I heard the buzzer peal while we were at the pool. Teddy jumped up from his deck chair and ran over to mine, his Mickey Mouse swim shorts still wet from swimming. His sister had dropped him off with us about an hour earlier, and he’d been in the pool the entire time. He was a good swimmer and had only gotten out when he knew it was time for Nora to arrive.
“Nora’s here. Nora’s here,” he said, walking in circles, flapping his arms a little more than usual.
“You want to see her, Teddy?” I know I did, and I didn’t like it.
“She’s pretty. She plays piano like me,” he said, his voice rising up and down in a rhythm I’d gotten used to with him.
“Come on,” I said with a grin, “you can go with me to let her in.” I handed him a towel and pointed out his shoes. “Go get your flip-flops. I don’t want you slipping on the slick floor in the gym.”
He slipped his shoes
on, and we went to the front door. She was waiting, wearing a breezy, white dress, looking innocent. Yet, she wasn’t was she? She’d told me she’d been with other guys before, and I wondered how many. Fuck it. Why did it matter anyway?
I unlocked the door and let her in, noticing her slightly cool demeanor. Had I been too hard on her at the park? Maybe it was none of my business what she did with her life, including who she fucked. Yeah, I needed to let her live her life. She was nothing to me but a way for Teddy to expand his song selections and make our band better.
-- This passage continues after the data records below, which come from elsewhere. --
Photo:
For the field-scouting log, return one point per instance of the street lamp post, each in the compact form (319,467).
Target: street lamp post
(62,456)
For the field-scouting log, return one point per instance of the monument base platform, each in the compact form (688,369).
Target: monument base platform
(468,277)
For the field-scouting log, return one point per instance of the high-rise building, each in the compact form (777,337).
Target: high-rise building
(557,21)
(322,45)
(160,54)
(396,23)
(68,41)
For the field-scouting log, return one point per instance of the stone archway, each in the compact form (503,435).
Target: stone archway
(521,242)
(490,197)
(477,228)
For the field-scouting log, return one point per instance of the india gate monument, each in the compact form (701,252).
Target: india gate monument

Teddy ran right up to her. “Nora, Nora! This isn’t band practice. It’s to see if we like you. Leo isn’t sure you’ll work out.”
My stomach dropped, realizing I shouldn’t have said so much in front of Teddy earlier when I’d been talking to Sebastian.
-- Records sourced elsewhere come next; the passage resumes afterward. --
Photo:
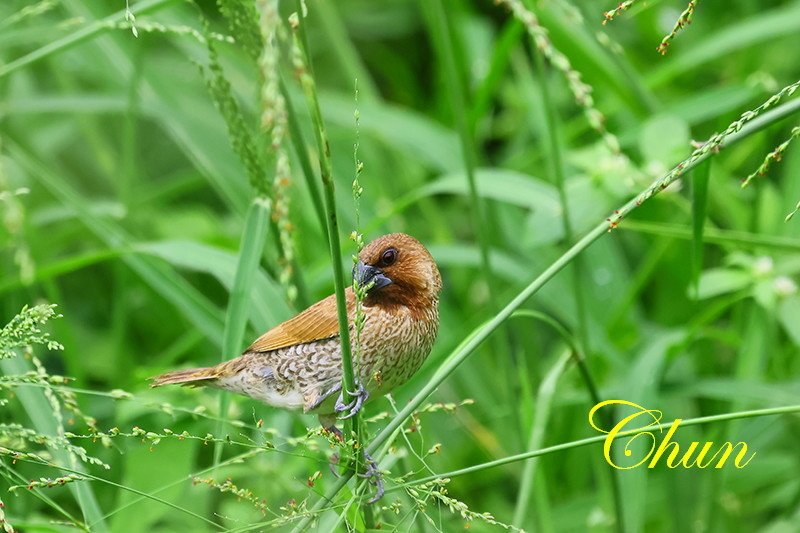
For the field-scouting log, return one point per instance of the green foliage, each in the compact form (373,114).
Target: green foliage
(175,215)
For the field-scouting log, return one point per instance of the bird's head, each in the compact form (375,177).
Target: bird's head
(400,270)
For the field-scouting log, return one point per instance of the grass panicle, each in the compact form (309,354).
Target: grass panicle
(746,126)
(684,20)
(581,91)
(168,236)
(773,157)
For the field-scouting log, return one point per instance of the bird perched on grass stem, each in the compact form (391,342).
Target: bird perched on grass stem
(298,364)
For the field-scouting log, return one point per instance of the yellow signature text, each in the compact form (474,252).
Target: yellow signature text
(642,425)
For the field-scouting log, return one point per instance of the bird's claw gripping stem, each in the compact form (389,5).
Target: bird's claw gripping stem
(374,476)
(353,407)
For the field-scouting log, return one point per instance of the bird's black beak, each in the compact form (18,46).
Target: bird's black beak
(365,274)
Nora laughed, her eyes dancing. “Teddy, I can tell already that you and I are going to be best friends.” She gave him a big smile and me an amused smirk. “Tell me what else Leo says,” she said, walking over and tentatively crooking her arm through his and heading out through the patio doors to the pool area. I found myself pleased at her reaction. With Teddy, you had to get that he didn’t hold back when it came to what he said. You had to roll with it ’cause social cues and niceties meant nothing to him.
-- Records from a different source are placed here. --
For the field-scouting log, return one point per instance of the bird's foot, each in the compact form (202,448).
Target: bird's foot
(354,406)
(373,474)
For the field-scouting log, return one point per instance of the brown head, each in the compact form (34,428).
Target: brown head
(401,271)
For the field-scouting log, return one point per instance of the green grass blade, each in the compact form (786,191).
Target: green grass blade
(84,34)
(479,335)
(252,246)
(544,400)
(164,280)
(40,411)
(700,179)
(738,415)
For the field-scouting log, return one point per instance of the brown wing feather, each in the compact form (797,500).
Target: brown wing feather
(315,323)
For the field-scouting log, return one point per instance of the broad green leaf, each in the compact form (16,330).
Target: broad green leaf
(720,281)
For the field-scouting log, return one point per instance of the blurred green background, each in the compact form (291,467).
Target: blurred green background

As soon as we stepped out into the hot August sun, Sebastian yelled for her to get in the pool with him and Vixen. I stood there not sure what to do now that she was here. I hung back, watching as she pulled her dress off, revealing a bright orange bikini. It wasn’t too revealing; it covered her full breasts and her pert ass, yet I couldn’t keep my eyes off her. I thought about the piercing she’d gotten last week. I wondered how it would feel in my mouth, how I could use my tongue on it to make her hot and wet. Pissed at my wayward imagination, I forced my eyes back to the pool, where I caught Sebastian checking her out, too. Fuck. Stupid, asinine idea to be around Nora in a bikini. Maybe we should have just had a band session. At least then she would have decent clothes on.
Teddy’s bony frame jumped back in, and she dove in after him, her body knifing through the water. While they swam, Sebastian and Vixen set up the net for a volleyball game as I sat and played my guitar, working out the beat to a new song I was working on. I stared at Nora while I strummed the chords, wondering what had happened to her to make her snap. Just looking at her, you’d never guess she had problems. She seemed confident, poised, and perfect, even though I knew from her list she hated that word.